- Boyer
- Coordinates: 42°46′27″S 147°06′16″E﻿ / ﻿42.7743°S 147.1045°E
- Country: Australia
- State: Tasmania
- Region: Hobart, South-east
- LGA: Derwent Valley, Brighton;
- Location: 33 km (21 mi) NW of Hobart; 5 km (3.1 mi) E of New Norfolk; 18 km (11 mi) SW of Brighton;

Government
- • State electorate: Lyons;
- • Federal division: Lyons;

Population
- • Total: 40 (2016 census)
- Postcode: 7140
Localities around Boyer
| Magra, New Norfolk | Magra | Dromedary |
| New Norfolk | Boyer | Dromedary |
| New Norfolk | Sorell Creek | Sorell Creek, Granton |

= Boyer, Tasmania =

Boyer is a rural locality in the local government areas (LGA) of Brighton and Derwent Valley in the Hobart and South-east LGA regions of Tasmania. The locality is about 18 km south-west of the town of Brighton. The 2016 census recorded a population of 40 for the state suburb of Boyer.
It is a town on the eastern side of the River Derwent, opposite and slightly downstream of New Norfolk.

==History==
Boyer was gazetted as a locality in 1970.
It is named after a family who first settled in the area in the early 19th century.

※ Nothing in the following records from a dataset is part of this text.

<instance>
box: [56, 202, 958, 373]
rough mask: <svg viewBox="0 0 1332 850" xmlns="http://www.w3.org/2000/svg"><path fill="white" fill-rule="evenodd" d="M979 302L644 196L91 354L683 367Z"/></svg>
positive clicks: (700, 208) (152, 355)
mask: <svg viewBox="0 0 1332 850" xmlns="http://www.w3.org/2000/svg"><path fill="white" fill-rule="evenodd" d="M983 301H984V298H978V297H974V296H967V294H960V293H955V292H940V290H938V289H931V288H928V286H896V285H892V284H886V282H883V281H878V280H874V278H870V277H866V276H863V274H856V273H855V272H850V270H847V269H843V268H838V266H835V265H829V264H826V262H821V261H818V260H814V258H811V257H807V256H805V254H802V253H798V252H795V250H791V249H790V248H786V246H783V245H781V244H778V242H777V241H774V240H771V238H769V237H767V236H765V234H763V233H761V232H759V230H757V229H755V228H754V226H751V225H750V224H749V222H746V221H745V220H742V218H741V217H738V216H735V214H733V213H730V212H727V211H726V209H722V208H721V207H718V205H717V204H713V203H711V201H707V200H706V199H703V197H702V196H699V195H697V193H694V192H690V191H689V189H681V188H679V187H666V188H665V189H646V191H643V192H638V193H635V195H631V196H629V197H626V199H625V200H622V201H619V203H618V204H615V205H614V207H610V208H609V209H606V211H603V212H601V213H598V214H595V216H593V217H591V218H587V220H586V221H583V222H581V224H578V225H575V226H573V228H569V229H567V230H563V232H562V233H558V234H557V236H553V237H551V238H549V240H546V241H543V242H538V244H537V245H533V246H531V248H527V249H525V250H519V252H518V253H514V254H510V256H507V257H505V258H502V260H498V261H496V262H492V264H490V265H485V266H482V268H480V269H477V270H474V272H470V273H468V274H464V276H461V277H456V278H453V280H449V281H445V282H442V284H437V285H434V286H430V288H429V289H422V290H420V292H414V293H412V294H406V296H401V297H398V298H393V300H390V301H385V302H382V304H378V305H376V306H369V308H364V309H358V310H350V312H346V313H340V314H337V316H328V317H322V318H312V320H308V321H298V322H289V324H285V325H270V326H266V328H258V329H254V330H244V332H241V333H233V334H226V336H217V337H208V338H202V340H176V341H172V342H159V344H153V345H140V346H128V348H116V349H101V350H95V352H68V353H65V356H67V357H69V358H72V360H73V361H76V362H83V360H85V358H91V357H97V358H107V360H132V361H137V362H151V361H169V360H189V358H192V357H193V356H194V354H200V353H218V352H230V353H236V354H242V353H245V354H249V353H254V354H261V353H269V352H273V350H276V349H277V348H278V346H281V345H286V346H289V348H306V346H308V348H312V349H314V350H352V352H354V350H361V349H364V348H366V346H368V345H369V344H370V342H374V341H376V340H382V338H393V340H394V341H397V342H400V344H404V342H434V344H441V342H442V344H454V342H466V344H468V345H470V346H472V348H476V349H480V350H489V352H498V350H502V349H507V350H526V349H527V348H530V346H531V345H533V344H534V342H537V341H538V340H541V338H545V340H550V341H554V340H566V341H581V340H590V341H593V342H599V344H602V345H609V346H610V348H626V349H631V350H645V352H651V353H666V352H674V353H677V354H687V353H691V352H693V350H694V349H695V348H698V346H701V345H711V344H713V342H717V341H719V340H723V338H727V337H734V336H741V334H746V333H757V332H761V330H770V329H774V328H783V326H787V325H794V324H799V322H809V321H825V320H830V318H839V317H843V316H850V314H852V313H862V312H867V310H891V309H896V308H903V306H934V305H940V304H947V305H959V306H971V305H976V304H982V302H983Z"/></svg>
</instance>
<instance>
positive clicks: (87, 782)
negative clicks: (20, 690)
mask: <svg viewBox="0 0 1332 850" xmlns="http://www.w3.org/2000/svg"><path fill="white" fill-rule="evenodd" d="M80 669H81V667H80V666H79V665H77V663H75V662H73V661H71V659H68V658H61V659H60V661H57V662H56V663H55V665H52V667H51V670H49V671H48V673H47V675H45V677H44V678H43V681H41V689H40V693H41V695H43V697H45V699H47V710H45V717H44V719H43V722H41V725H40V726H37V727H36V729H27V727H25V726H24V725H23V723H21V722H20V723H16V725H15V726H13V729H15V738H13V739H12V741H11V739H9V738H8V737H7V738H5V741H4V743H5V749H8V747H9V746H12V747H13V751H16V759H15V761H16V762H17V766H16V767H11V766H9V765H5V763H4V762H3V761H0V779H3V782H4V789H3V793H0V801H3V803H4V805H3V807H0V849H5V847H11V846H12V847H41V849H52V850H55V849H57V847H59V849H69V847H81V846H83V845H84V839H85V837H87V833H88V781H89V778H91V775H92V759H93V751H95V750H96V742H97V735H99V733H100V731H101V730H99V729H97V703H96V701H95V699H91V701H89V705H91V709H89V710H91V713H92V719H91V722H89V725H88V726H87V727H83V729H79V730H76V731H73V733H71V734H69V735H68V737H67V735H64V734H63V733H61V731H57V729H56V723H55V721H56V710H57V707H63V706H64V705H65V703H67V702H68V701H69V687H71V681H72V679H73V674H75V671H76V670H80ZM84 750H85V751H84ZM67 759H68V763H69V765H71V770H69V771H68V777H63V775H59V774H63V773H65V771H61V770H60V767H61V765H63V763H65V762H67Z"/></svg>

Specialising in newsprint and magazine-grade paper, the Boyer Mill was established by Australian Newsprint Mills in 1941.

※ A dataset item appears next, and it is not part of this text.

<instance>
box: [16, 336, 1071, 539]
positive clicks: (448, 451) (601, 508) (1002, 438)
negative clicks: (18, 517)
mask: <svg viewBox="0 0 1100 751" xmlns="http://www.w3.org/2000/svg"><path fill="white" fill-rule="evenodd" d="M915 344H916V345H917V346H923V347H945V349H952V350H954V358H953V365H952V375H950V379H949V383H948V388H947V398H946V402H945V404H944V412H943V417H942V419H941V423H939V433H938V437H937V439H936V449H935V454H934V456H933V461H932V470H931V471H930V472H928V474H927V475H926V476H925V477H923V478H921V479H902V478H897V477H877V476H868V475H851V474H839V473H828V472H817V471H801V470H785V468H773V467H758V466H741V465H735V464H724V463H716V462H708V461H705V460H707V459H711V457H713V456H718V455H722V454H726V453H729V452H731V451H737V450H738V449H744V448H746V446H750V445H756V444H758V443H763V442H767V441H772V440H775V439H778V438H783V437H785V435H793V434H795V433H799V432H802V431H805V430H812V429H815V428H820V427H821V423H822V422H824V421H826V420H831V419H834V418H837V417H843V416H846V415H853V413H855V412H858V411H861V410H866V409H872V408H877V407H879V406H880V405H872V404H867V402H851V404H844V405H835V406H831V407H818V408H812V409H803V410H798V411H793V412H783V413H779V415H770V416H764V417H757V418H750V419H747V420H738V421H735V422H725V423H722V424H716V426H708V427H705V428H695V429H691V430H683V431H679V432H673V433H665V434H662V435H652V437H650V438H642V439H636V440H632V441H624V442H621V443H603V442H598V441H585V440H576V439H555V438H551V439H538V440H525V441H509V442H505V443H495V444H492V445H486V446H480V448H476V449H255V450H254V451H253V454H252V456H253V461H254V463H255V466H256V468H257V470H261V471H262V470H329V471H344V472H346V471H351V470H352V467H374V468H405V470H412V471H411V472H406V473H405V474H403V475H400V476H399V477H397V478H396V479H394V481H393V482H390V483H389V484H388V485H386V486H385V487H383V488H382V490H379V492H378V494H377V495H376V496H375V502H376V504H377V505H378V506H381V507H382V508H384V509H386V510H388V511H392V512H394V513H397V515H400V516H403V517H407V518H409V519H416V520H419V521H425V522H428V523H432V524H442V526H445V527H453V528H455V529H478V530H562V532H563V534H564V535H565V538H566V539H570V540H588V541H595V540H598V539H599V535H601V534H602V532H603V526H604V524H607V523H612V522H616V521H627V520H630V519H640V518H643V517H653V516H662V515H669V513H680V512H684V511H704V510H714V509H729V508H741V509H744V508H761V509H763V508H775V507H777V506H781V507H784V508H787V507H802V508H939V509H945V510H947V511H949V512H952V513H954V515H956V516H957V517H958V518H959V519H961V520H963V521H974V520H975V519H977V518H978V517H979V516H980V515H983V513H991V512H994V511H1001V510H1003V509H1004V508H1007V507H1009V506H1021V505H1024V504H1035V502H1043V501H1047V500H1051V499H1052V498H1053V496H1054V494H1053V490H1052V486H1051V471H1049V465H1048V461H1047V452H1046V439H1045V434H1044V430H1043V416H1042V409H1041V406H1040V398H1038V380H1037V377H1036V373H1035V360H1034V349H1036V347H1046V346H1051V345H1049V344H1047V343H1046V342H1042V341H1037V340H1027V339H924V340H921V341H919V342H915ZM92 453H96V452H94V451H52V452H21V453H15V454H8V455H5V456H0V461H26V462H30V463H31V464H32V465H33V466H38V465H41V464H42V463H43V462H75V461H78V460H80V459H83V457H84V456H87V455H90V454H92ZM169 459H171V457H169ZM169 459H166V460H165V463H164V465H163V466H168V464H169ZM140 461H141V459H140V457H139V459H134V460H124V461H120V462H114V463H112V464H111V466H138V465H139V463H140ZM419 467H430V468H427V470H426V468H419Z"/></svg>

It was the first pulp and paper mill in the world to utilise hardwood to produce newsprint, and has been recognised by Engineering Heritage Tasmania as a national engineering landmark. For many decades paper was shipped by tug and barge from the plant to the port of Hobart, Tasmania but all freight is now sent by road or rail.

==Geography==
The River Derwent forms the southern boundary.

==Road infrastructure==
Route B10 (Boyer Road) passes through from east to west.